HTTP cache size limit environment variables #11530

GregoryTravis · 2024-11-11T20:58:59Z

Also simplified testing methods. Added LRUCacheSettings to hold settings, and mocks for free disk space and current time.

Checklist

Please ensure that the following checklist has been satisfied before submitting the PR:

The documentation has been updated, if necessary.
Screenshots/screencasts have been attached, if there are any visual changes. For interactive or animated visual changes, a screencast is preferred.
All code follows the
Scala,
Java,
TypeScript,
and
Rust
style guides.

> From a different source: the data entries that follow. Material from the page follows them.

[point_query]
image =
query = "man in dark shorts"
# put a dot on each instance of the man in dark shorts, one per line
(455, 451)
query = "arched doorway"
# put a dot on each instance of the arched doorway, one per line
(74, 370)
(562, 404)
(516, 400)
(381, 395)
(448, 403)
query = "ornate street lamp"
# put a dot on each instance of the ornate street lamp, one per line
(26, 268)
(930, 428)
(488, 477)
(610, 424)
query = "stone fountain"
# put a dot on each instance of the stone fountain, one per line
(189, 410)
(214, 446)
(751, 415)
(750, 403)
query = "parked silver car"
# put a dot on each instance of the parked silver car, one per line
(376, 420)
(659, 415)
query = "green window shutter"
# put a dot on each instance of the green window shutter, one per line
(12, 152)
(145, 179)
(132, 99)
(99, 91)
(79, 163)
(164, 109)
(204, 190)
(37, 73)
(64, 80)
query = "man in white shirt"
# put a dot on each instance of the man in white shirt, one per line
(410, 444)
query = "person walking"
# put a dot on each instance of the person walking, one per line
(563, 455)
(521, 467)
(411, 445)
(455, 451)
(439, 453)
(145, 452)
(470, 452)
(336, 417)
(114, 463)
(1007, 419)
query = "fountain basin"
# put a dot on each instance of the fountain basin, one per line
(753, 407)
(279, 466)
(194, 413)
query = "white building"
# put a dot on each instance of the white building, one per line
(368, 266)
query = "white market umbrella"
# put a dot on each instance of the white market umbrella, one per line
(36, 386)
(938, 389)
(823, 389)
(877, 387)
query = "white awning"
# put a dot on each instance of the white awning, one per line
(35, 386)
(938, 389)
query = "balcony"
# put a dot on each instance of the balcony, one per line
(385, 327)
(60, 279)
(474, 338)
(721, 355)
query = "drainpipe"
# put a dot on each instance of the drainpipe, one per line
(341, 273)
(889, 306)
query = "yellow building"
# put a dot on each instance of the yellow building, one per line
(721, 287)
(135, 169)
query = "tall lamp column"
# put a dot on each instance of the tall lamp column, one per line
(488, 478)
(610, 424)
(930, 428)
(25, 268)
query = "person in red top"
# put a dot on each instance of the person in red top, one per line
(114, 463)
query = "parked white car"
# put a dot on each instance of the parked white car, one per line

In case you are using a language not listed above, follow the Rust style guide.
Unit tests have been written where possible.
If meaningful changes were made to logic or tests affecting Enso Cloud integration in the libraries,
or the Snowflake database integration, a run of the Extra Tests has been scheduled.
- If applicable, it is suggested to paste a link to a successful run of the Extra Tests.

radeusgd · 2024-11-12T11:36:23Z

std-bits/base/src/main/java/org/enso/base/cache/DiskSpaceGetter.java

+  public DiskSpaceGetter() {
+    super(() -> getRootPath().getUsableSpace());
+  }


Feel free to ignore as it's just personal style preference, but IMHO here it would be more readable if Mockable just had a protected abstract computeValue(); that would be overridden in a sub-class, instead of passing lambdas around.

radeusgd · 2024-11-12T15:54:34Z

distribution/lib/Standard/Base/0.0.0-dev/src/Meta/Enso_Project.enso

+    ## PRIVATE
+       Returns the path of the project root.
+    root_path : Text
+    root_path self = self.root.path


It feels a bit redundant, since we can just call invokeMethod twice on Java side, right?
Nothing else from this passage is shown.